Les élèves sont admis dans les écoles spécialisées ou professionnelles après avoir réussi les examens d’entrée, organisés après la 7e ou la 8e année, en langue et littérature bulgares, en mathématiques, en sciences humaines, etc. Aucune restriction fondée sur la race, la nationalité, le sexe, l’origine ethnique et sociale, la religion et le statut social n’est autorisée.

La norme éducative nationale pour l’enseignement général définit un ensemble d’exigences relatives aux acquis d’apprentissage dans chaque matière de l’enseignement général à la fin de chaque cycle du niveau d’enseignement concerné et précise :

  • les objectifs, le contenu et les caractéristiques de l’enseignement général ;
  • les matières de l’enseignement général ;
  • les exigences relatives aux acquis d’apprentissage de chaque matière d’enseignement général pour l’acquisition de l’enseignement général.

L’enseignement général dans l’enseignement scolaire est le même pour tous les types d’établissements et s’acquiert par l’étude des mêmes matières d’enseignement général.

Les réformes de l’éducation en Bulgarie sont actuellement axées sur la modernisation, la numérisation et la transition vers un apprentissage basé sur les compétences dans le cadre du Cadre stratégique pour le développement de l’éducation, de la formation et de l’apprentissage (2021-2030). Il s’agit du document phare visant à améliorer la qualité et l’inclusivité du système. Ses principaux objectifs comprennent le développement de la petite enfance, la promotion des compétences et des talents, le soutien aux enseignants innovants et l’apprentissage tout au long de la vie. En 2025, le ministère de l’Éducation et des Sciences (MES) a lancé la plateforme unifiée « Digital Backpack », qui propose des agendas électroniques, des devoirs à faire à la maison et une riche archive de modèles 3D et d’animations destinés aux enseignants, aux élèves et aux parents.

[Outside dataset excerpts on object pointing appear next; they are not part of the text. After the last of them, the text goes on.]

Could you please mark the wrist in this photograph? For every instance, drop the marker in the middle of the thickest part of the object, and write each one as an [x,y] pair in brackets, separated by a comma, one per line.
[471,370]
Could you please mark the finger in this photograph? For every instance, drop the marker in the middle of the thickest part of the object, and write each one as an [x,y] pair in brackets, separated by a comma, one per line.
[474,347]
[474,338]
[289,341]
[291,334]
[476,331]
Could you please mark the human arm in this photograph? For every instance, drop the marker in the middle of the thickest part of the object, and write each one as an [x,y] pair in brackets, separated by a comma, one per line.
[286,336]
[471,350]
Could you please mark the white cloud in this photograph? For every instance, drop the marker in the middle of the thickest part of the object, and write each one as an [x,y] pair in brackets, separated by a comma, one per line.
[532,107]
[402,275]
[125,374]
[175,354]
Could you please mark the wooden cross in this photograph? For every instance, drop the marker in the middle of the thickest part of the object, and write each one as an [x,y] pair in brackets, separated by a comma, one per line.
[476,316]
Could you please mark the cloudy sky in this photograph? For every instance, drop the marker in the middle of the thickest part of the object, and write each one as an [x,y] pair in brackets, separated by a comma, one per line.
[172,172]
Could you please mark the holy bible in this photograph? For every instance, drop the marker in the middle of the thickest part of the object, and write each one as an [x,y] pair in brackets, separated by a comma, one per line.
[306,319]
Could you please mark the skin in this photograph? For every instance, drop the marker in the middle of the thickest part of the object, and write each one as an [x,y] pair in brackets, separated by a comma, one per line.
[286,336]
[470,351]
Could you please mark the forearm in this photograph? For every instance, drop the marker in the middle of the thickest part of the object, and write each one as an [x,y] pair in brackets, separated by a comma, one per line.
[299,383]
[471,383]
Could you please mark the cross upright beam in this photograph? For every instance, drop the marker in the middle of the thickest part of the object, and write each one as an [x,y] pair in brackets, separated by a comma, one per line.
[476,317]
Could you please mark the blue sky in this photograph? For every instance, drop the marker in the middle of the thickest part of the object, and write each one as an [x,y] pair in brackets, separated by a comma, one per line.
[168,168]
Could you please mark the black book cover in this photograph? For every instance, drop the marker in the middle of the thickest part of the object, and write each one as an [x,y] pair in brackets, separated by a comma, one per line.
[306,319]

Une mise à jour complète des programmes est prévue afin de les orienter davantage vers la pratique et de les alléger en informations factuelles. L’accent est mis sur les compétences socio-émotionnelles, la pensée critique et l’interdisciplinarité. Soutien à l’éducation inclusive : de nouvelles réglementations permettent la mise à disposition de logiciels spécialisés pour les enfants atteints de dyslexie et d’autres troubles d’apprentissage.

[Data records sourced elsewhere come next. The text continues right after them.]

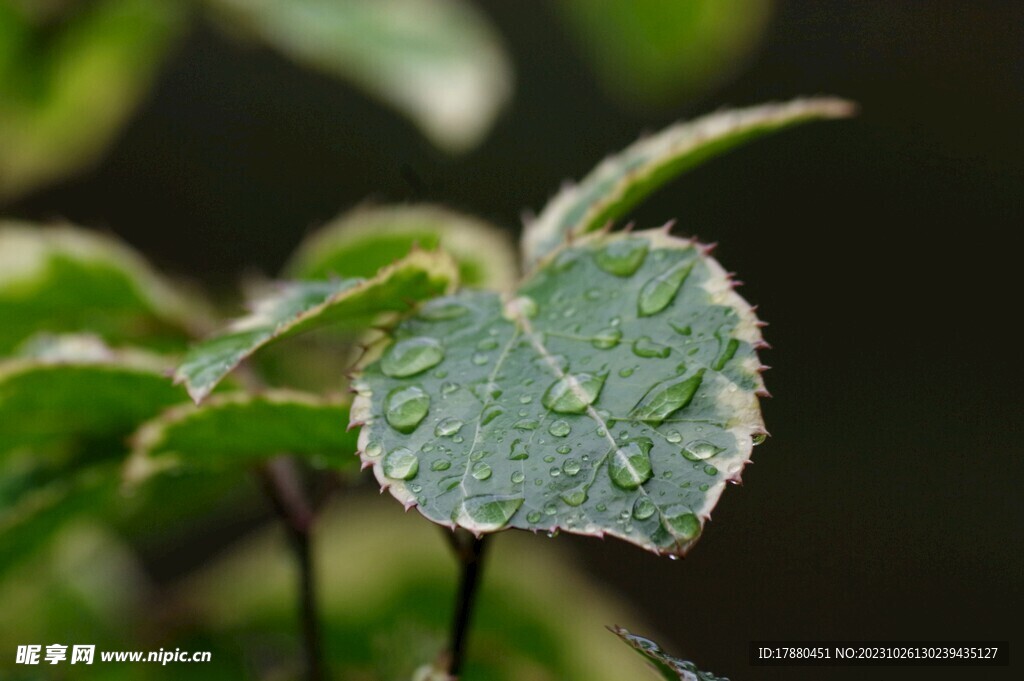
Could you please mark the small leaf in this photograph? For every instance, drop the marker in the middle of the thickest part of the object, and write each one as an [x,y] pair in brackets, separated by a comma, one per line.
[574,406]
[621,181]
[67,280]
[438,61]
[671,669]
[655,52]
[360,243]
[68,85]
[241,428]
[76,392]
[306,305]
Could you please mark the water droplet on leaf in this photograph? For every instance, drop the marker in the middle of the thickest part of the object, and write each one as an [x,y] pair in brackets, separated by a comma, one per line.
[400,464]
[406,408]
[623,257]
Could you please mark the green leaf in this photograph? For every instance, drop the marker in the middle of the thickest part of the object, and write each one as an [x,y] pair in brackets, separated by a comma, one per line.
[67,280]
[655,52]
[305,305]
[616,394]
[360,243]
[437,61]
[621,181]
[30,518]
[76,394]
[671,669]
[68,84]
[240,428]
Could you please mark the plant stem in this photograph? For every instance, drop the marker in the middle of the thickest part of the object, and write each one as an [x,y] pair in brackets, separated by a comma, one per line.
[281,480]
[469,551]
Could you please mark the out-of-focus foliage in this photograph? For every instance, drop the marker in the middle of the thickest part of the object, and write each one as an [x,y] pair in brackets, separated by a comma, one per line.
[72,73]
[626,178]
[71,77]
[438,61]
[387,594]
[302,306]
[660,52]
[239,428]
[361,242]
[59,280]
[388,588]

Une nouvelle réglementation permet la mise à disposition de logiciels spécialisés pour les enfants atteints de dyslexie et d’autres troubles d’apprentissage.

De nouvelles règles régissant les concours de recrutement des directeurs d’école sont mises en place, fondées sur les qualités professionnelles et la transparence.

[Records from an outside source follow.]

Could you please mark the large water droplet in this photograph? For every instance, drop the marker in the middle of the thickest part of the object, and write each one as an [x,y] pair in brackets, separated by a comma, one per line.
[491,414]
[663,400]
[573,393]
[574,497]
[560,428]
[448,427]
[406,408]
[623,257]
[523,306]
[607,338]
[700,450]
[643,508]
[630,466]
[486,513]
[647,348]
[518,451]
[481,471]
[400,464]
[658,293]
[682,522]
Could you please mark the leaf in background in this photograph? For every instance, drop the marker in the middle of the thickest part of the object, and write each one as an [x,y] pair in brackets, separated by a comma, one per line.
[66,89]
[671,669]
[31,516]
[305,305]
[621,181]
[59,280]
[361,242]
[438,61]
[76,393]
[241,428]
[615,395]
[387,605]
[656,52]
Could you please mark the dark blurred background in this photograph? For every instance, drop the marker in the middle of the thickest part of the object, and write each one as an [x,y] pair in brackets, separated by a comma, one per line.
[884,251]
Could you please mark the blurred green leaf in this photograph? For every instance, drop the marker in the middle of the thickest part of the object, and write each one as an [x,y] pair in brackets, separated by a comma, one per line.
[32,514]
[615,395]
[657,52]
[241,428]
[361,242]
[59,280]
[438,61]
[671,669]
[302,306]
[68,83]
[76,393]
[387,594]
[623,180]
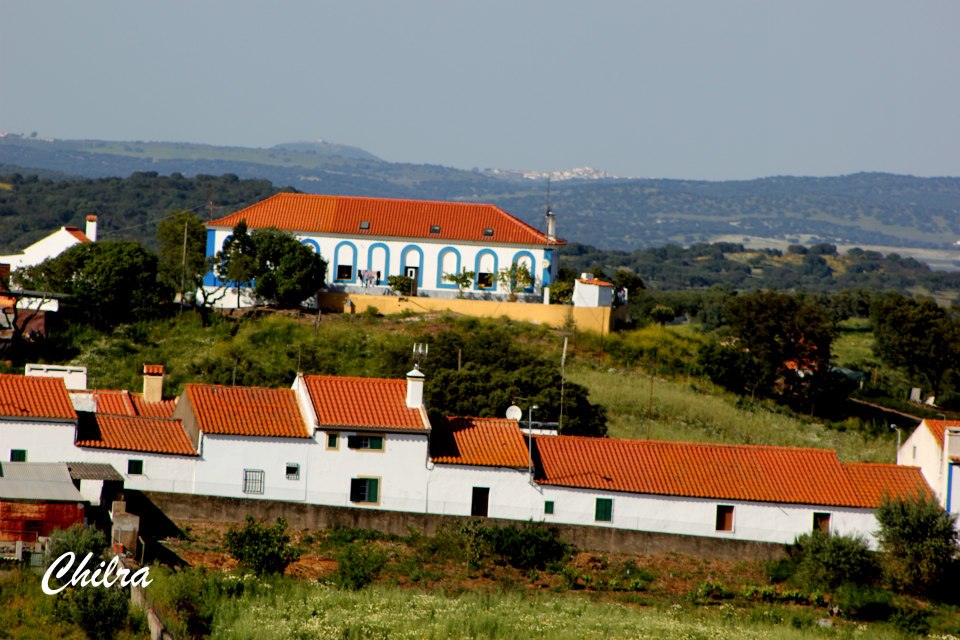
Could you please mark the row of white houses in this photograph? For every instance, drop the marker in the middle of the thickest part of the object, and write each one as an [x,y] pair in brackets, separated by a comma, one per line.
[368,443]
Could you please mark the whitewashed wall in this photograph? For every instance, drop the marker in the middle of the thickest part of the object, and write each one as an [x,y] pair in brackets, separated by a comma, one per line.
[391,256]
[43,441]
[763,522]
[401,469]
[449,491]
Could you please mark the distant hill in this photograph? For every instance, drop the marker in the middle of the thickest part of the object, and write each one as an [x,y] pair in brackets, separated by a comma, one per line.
[627,214]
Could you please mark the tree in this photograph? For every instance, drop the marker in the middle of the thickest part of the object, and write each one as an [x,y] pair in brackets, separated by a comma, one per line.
[261,548]
[463,280]
[236,263]
[287,272]
[919,544]
[111,282]
[918,335]
[516,277]
[182,241]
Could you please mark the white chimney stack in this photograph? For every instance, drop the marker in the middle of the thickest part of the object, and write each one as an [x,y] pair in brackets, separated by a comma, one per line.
[414,388]
[91,231]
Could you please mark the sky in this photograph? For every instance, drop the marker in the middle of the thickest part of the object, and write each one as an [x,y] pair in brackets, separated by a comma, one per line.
[694,89]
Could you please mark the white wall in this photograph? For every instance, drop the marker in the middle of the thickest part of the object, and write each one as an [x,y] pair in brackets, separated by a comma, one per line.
[371,253]
[764,522]
[512,496]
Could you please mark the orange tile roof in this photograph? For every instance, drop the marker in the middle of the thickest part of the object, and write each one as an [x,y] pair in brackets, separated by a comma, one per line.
[35,397]
[365,403]
[874,482]
[387,217]
[246,411]
[726,472]
[936,427]
[123,402]
[486,442]
[128,433]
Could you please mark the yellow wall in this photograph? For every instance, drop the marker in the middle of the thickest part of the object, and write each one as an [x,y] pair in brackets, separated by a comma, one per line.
[596,319]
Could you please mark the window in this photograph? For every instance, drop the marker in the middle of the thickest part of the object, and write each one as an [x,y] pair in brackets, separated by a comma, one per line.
[604,512]
[821,522]
[724,517]
[366,490]
[370,443]
[253,481]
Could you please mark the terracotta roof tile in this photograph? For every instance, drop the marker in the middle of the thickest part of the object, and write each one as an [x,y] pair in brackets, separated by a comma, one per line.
[486,442]
[246,411]
[35,397]
[387,217]
[128,433]
[726,472]
[372,403]
[875,482]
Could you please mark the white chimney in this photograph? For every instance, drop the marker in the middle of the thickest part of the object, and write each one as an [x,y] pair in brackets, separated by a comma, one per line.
[551,225]
[415,388]
[91,231]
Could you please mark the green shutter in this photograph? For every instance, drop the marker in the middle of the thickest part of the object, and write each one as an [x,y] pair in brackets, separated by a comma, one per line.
[604,511]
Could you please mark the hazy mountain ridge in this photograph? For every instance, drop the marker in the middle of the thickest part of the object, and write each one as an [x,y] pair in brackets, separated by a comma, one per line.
[859,209]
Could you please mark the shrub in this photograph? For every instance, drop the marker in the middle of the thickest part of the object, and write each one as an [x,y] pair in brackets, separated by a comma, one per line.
[358,565]
[826,561]
[261,548]
[919,544]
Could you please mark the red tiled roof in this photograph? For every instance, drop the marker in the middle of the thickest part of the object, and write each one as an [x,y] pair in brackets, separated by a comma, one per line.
[35,397]
[936,427]
[128,433]
[727,472]
[246,411]
[342,215]
[875,482]
[76,233]
[131,404]
[372,403]
[486,442]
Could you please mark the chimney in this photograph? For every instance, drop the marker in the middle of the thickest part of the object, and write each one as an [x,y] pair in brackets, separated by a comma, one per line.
[152,382]
[91,231]
[551,225]
[415,388]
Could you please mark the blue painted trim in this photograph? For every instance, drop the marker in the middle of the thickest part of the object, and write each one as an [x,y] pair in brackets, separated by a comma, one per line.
[547,270]
[386,260]
[440,283]
[533,267]
[476,270]
[403,262]
[950,467]
[337,263]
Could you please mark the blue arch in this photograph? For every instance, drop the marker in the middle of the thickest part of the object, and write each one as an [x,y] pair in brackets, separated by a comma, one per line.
[352,263]
[443,252]
[533,266]
[313,244]
[403,262]
[476,270]
[386,261]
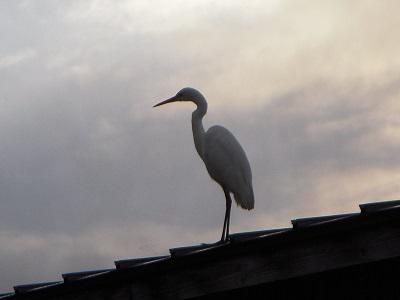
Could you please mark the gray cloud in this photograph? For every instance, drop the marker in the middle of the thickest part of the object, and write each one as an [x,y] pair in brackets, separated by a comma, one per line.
[90,172]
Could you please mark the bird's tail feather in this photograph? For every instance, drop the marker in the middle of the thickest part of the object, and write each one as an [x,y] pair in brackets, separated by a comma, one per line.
[245,200]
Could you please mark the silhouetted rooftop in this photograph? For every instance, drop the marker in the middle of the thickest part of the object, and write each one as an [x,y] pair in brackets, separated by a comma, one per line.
[252,259]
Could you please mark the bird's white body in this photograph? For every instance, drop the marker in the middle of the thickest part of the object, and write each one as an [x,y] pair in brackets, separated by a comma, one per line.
[227,164]
[225,159]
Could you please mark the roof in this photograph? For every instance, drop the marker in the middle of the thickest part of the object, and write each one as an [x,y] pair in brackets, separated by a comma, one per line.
[311,245]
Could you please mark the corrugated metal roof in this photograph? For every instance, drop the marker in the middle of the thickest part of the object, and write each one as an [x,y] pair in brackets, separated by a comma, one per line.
[370,212]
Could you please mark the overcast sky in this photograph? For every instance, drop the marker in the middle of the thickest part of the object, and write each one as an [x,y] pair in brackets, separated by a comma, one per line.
[91,173]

Les compétences sociales dans l'éducation

Définition des compétences sociales dans le contexte national

Dans le contexte éducatif bulgare, les compétences sociales sont principalement définies sous l’angle de la pédagogie sociale et de la compétence sociale. Elles sont comprises comme la capacité d’un individu à interagir avec succès avec les autres, à participer activement à la vie publique et à naviguer dans des relations interpersonnelles complexes au sein d’une société démocratique. La théorie éducative bulgare mesure l’acquisition des compétences sociales à travers quatre dimensions clés :

  • Communication et entraide : la capacité à échanger des informations de manière constructive et à apporter un soutien aux autres.
  • Prévention et résolution des conflits : compétences visant à identifier et à atténuer les tensions interpersonnelles avant qu’elles ne s’aggravent.
  • Attitudes sociales : le développement d’un sentiment de solidarité et de responsabilité personnelle envers soi-même et la communauté au sens large.
  • Capacité sociale : l’acquisition de rôles sociaux spécifiques (par exemple, civiques, professionnels ou parentaux) et des qualités nécessaires pour les remplir

Comment les compétences sociales sont prises en compte dans les programmes scolaires ou les pratiques pédagogiques

Les principaux aspects de la prise en compte des compétences sociales comprennent :

Cadre législatif et éducatif.

Loi sur l’éducation préscolaire et scolaire (PSEA) : adoptée en 2016, elle met l’accent sur une approche fondée sur les compétences. Les amendements de 2025 soulignent explicitement le développement des compétences socio-émotionnelles comme une priorité du programme scolaire

Soutien spécialisé pour le développement personnel. Les écoles bulgares disposent d’équipes spécialisées qui s’occupent directement de l’intégration et de l’adaptation sociales.
Programmes de prévention et d’apprentissage socio-émotionnel (SEL).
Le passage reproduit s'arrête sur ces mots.